By going back to the original archives, particularly the NAACP and
D. W. Griffith Papers, Stokes explodes many of the myths
surrounding The Birth of a Nation (1915). Yet the story that
remains is fascinating: the longest American film of its time,
Griffith's film incorporated many new features, including the first
full musical score compiled for an American film. It was
distributed and advertised by pioneering methods that would quickly
become standard. Through the high prices charged for admission and
the fact that it was shown, at first, only in "live" theaters with
orchestral accompaniment, Birth played a major role in
reconfiguring the American movie audience by attracting more
middle-class patrons. But if the film was a milestone in the
history of cinema, it was also undeniably racist. Stokes shows that
the darker side of this classic movie has its origins in the racist
ideas of Thomas Dixon, Jr. and Griffith's own Kentuckian background
and earlier film career. The book reveals how, as the years went
by, the campaign against the film became increasingly successful.

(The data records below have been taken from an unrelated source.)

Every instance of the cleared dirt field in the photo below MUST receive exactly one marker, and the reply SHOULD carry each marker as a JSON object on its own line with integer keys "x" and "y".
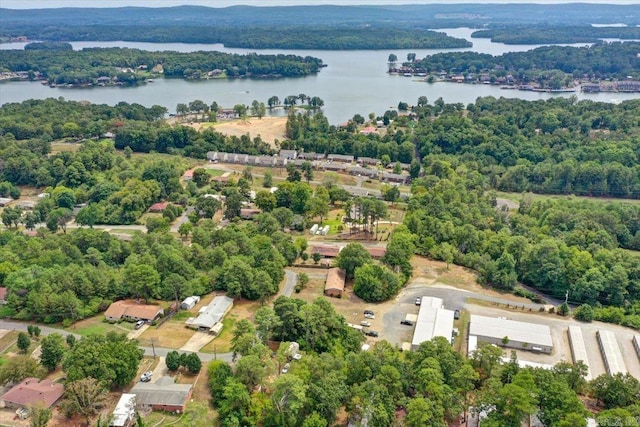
{"x": 268, "y": 128}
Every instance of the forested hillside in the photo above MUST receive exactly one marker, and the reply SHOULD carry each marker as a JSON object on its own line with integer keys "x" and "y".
{"x": 600, "y": 61}
{"x": 89, "y": 64}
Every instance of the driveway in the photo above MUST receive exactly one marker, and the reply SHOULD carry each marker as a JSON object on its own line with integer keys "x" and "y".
{"x": 137, "y": 332}
{"x": 290, "y": 284}
{"x": 197, "y": 341}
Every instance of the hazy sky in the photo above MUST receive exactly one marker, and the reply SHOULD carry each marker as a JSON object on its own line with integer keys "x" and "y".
{"x": 38, "y": 4}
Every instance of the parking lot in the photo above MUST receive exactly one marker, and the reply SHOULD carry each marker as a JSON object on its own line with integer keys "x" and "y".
{"x": 455, "y": 298}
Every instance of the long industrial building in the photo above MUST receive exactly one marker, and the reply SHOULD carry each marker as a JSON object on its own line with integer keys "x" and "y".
{"x": 611, "y": 354}
{"x": 433, "y": 321}
{"x": 511, "y": 333}
{"x": 578, "y": 349}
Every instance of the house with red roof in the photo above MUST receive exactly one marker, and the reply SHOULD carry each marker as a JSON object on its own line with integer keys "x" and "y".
{"x": 31, "y": 391}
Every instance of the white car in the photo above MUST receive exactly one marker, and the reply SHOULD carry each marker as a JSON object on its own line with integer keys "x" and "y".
{"x": 146, "y": 377}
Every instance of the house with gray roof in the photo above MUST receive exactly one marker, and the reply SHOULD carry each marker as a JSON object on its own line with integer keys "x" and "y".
{"x": 211, "y": 315}
{"x": 162, "y": 395}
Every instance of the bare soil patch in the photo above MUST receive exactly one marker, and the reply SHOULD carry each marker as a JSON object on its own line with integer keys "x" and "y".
{"x": 268, "y": 128}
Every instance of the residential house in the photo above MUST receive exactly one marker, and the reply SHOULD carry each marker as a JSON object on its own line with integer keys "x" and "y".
{"x": 288, "y": 154}
{"x": 327, "y": 251}
{"x": 376, "y": 252}
{"x": 158, "y": 207}
{"x": 124, "y": 414}
{"x": 312, "y": 156}
{"x": 360, "y": 171}
{"x": 249, "y": 213}
{"x": 368, "y": 161}
{"x": 163, "y": 395}
{"x": 334, "y": 287}
{"x": 394, "y": 177}
{"x": 340, "y": 158}
{"x": 211, "y": 315}
{"x": 223, "y": 179}
{"x": 335, "y": 167}
{"x": 130, "y": 310}
{"x": 32, "y": 391}
{"x": 190, "y": 302}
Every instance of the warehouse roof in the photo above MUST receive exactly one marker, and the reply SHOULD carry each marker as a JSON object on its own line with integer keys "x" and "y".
{"x": 524, "y": 332}
{"x": 433, "y": 321}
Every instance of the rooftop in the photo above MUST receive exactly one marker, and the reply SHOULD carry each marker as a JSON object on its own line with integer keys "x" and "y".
{"x": 524, "y": 332}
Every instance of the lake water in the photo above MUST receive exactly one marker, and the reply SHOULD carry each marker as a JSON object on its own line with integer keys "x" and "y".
{"x": 353, "y": 82}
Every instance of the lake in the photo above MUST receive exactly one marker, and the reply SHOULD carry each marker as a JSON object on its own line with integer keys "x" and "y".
{"x": 353, "y": 82}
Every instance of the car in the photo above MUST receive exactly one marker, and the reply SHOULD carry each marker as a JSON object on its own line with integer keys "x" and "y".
{"x": 146, "y": 377}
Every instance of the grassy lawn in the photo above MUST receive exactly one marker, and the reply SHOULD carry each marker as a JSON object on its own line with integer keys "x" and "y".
{"x": 215, "y": 172}
{"x": 172, "y": 334}
{"x": 97, "y": 325}
{"x": 196, "y": 414}
{"x": 222, "y": 343}
{"x": 8, "y": 339}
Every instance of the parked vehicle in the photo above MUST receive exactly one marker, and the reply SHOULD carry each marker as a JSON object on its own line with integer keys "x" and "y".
{"x": 146, "y": 377}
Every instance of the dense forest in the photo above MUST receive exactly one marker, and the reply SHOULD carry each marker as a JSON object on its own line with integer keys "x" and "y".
{"x": 544, "y": 34}
{"x": 87, "y": 65}
{"x": 263, "y": 37}
{"x": 600, "y": 61}
{"x": 398, "y": 16}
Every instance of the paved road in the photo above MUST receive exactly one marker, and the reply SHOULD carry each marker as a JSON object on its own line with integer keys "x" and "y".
{"x": 290, "y": 285}
{"x": 148, "y": 351}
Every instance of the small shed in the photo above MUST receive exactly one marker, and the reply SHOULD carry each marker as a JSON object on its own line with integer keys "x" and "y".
{"x": 190, "y": 302}
{"x": 334, "y": 287}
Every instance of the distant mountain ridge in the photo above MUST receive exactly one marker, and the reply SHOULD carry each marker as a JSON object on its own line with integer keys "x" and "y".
{"x": 434, "y": 15}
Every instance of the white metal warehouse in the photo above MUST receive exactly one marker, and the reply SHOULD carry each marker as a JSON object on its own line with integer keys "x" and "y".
{"x": 578, "y": 349}
{"x": 433, "y": 321}
{"x": 511, "y": 333}
{"x": 611, "y": 352}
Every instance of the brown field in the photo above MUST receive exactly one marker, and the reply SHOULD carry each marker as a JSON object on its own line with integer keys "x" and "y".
{"x": 268, "y": 128}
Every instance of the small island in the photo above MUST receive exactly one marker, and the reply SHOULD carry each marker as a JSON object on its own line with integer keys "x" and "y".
{"x": 123, "y": 66}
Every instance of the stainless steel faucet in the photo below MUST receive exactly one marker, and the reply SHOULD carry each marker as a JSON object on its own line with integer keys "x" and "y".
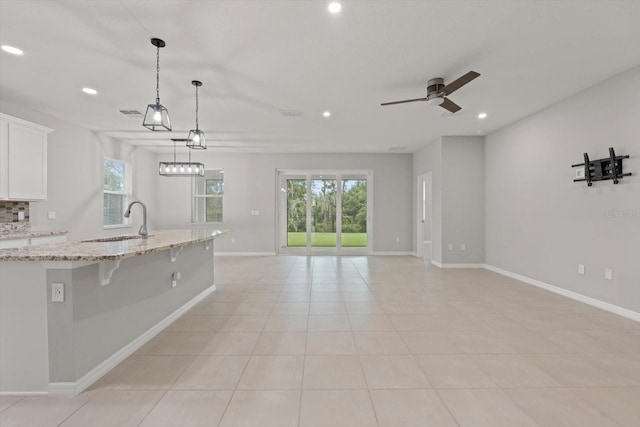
{"x": 143, "y": 228}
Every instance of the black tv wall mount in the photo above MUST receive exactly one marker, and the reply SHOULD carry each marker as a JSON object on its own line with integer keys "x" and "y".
{"x": 603, "y": 169}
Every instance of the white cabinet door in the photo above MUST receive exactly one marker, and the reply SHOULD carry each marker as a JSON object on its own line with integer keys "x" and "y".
{"x": 23, "y": 159}
{"x": 4, "y": 159}
{"x": 27, "y": 163}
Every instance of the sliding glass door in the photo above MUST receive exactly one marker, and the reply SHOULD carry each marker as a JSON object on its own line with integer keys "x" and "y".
{"x": 324, "y": 212}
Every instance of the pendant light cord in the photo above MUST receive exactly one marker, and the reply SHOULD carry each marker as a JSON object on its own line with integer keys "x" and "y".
{"x": 197, "y": 108}
{"x": 157, "y": 74}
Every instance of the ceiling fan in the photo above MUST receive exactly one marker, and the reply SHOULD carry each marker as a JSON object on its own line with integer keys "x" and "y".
{"x": 437, "y": 92}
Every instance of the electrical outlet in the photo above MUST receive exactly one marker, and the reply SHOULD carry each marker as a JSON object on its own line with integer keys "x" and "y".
{"x": 57, "y": 292}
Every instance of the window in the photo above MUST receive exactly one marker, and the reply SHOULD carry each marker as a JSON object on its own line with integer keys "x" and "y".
{"x": 208, "y": 192}
{"x": 117, "y": 187}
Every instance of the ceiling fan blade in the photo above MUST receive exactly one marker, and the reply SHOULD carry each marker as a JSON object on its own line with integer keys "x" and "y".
{"x": 458, "y": 83}
{"x": 450, "y": 105}
{"x": 405, "y": 101}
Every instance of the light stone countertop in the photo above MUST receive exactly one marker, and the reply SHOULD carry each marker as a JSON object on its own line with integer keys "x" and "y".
{"x": 31, "y": 233}
{"x": 159, "y": 240}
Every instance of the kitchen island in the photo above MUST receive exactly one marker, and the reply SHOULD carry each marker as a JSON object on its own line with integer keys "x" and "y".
{"x": 113, "y": 295}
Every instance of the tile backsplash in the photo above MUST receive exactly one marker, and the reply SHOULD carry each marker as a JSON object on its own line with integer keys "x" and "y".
{"x": 9, "y": 211}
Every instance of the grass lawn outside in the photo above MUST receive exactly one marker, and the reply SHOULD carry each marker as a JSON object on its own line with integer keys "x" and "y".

In the 1920s, for example, the NAACP exploited the fact that the
new Ku Klux Klan, which used Griffith's film as a recruiting and
retention tool, was not just anti-black, but also anti-Catholic and
anti-Jewish, as a way to mobilize new allies in opposition to the
film.
This crisply written book sheds light on both the film's racism
and the aesthetic brilliance of Griffith's filmmaking. It is
amust-read for anyone interested in the cinema.